L’offre future de main-d’œuvre est une cause de préoccupation pour de nombreux employeurs. L’une des divisions les plus frappantes dans le marché du travail d’aujourd’hui est l’écart important entre les chômeurs adultes et les jeunes chômeurs. Le taux de chômage des adultes est extrêmement bas, alors qu’il reste élevé chez les jeunes. Le taux de chômage des jeunes de l’Ontario de 16% , ce qui est près de trois fois plus élevé que pour les adultes. Le taux de chômage élevé chez les jeunes crée l’illusion statistique, qu’il y a une grande masse de main-d’œuvre disponible pour travailler, ce qui soulève des doutes quant à la pénurie de main-d’œuvre. Toutefois, ce calcul est trompeur, puisque les employeurs ne peuvent pas embaucher les jeunes, surtout les adolescents, pour remplacer leurs meilleurs travailleurs qui approchent de la retraite. Cela augmente la nécessité pour les employeurs d’encourager leurs travailleurs âgés à rester sur le marché du travail, alors qu’ils travaillent souvent de très longues heures. Une autre complication est que près de la moitié des étudiants à temps plein sont à la recherche de travail, mais leurs études limitent évidemment le temps qu’ils peuvent consacrer à travailler. Pour les employeurs, c’est ce qui exclut de nombreux étudiants à temps plein en tant que candidats. Pour toutes ces raisons, les employeurs ne considèrent pas la plupart des jeunes comme des substituts viables pour leurs employés approchant de la retraite.
Une autre raison pour laquelle de nombreuses entreprises n’évaluent pas les jeunes hautement est que les jeunes d’aujourd’hui ont acquis des compétences différentes. Puisque le nombre de jeunes dans les collèges communautaires est en baisse et que beaucoup vont plutôt à l’université, un décalage s’est créé entre les compétences acquises par les jeunes et les compétences exigées par les employeurs. Selon les mesures du taux de chômage, les élèves du secondaire qui ont un certificat ou un diplôme réussissent nettement mieux que les diplômés universitaires. L’une des conséquences est que le système d’éducation du Canada doit produire des diplômés possédant les compétences recherchées par les employeurs. Cependant, ces modèles n’ont pas existé assez longtemps pour se refléter dans les salaires et il semble lucratif pour les étudiants à poursuivre des études universitaires.
Les compressions à la formation en entreprises se sont produites lorsque le système d’éducation du Canada a progressé de manière significative, en particulier les universités. Le résultat, dans une perspective globale, est une substitution de l’éducation faite dans notre secteur public pour le secteur privé. Sans surprise, le fonctionnement des marchés du travail du Canada a été lésé. Il serait utile que le secteur privé soit davantage impliqué dans l’éducation et la formation.
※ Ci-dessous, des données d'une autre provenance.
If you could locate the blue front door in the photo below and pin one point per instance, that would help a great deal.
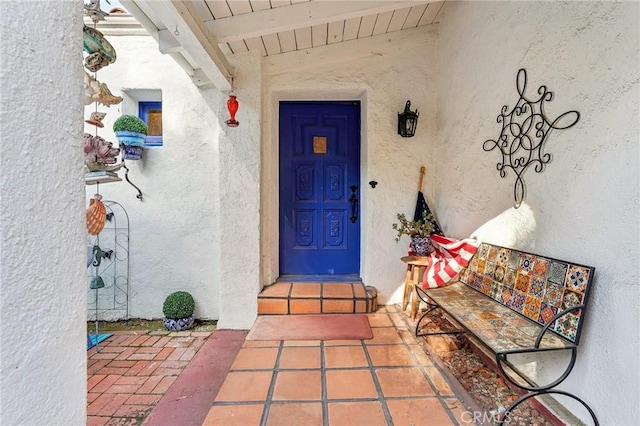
(319, 188)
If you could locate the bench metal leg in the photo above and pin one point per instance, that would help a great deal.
(533, 390)
(422, 295)
(523, 398)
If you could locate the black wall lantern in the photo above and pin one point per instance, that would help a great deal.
(407, 121)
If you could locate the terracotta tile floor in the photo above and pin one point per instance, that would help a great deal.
(220, 379)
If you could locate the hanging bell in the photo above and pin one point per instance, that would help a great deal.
(96, 282)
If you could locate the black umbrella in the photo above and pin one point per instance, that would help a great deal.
(423, 208)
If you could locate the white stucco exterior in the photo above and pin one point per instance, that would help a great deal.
(584, 206)
(174, 231)
(382, 72)
(42, 256)
(208, 223)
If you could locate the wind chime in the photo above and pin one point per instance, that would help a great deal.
(100, 155)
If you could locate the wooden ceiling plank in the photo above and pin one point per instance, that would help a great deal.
(257, 5)
(202, 10)
(280, 3)
(287, 41)
(398, 19)
(382, 23)
(414, 16)
(366, 26)
(219, 9)
(256, 43)
(239, 7)
(272, 44)
(431, 13)
(224, 48)
(296, 16)
(238, 46)
(335, 31)
(303, 38)
(351, 28)
(319, 35)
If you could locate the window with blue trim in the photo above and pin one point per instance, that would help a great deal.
(151, 113)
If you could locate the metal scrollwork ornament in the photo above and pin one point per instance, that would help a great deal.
(525, 129)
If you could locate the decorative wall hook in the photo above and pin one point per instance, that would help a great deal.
(524, 132)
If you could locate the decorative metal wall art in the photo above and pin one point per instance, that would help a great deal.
(524, 132)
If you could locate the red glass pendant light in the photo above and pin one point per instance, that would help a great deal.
(232, 106)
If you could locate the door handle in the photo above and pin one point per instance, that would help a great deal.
(354, 204)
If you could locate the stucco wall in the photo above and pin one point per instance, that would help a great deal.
(584, 206)
(383, 72)
(42, 255)
(174, 231)
(240, 186)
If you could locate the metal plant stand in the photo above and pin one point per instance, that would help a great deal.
(109, 300)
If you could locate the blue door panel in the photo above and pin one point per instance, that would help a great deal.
(319, 162)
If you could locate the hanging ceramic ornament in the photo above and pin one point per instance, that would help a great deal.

On se demande souvent pourquoi les salaires n’ont pas augmenté de manière significative. Une partie de la réponse est le ralentissement des marchés du travail faibles du Canada central, qui masque une nette augmentation des salaires dans certaines provinces et industries. En même temps, si les employeurs augmentent leurs salaires pour attirer de nouveaux travailleurs, ils devront augmenter les salaires pour tous les travailleurs. Cela est particulièrement vrai pour les villes ne comportant qu’une seule industrie, communes dans le secteur des ressources. Donc, il y a une incitation pour les employeurs à utiliser une variété de mesures de promotion non salariales pour attirer de nouveaux travailleurs. Ces incitations comprennent beaucoup de choses, de payer pour les frais de déménagement à des primes de signature, mais ne se voient pas dans la mesure conventionnelle des salaires.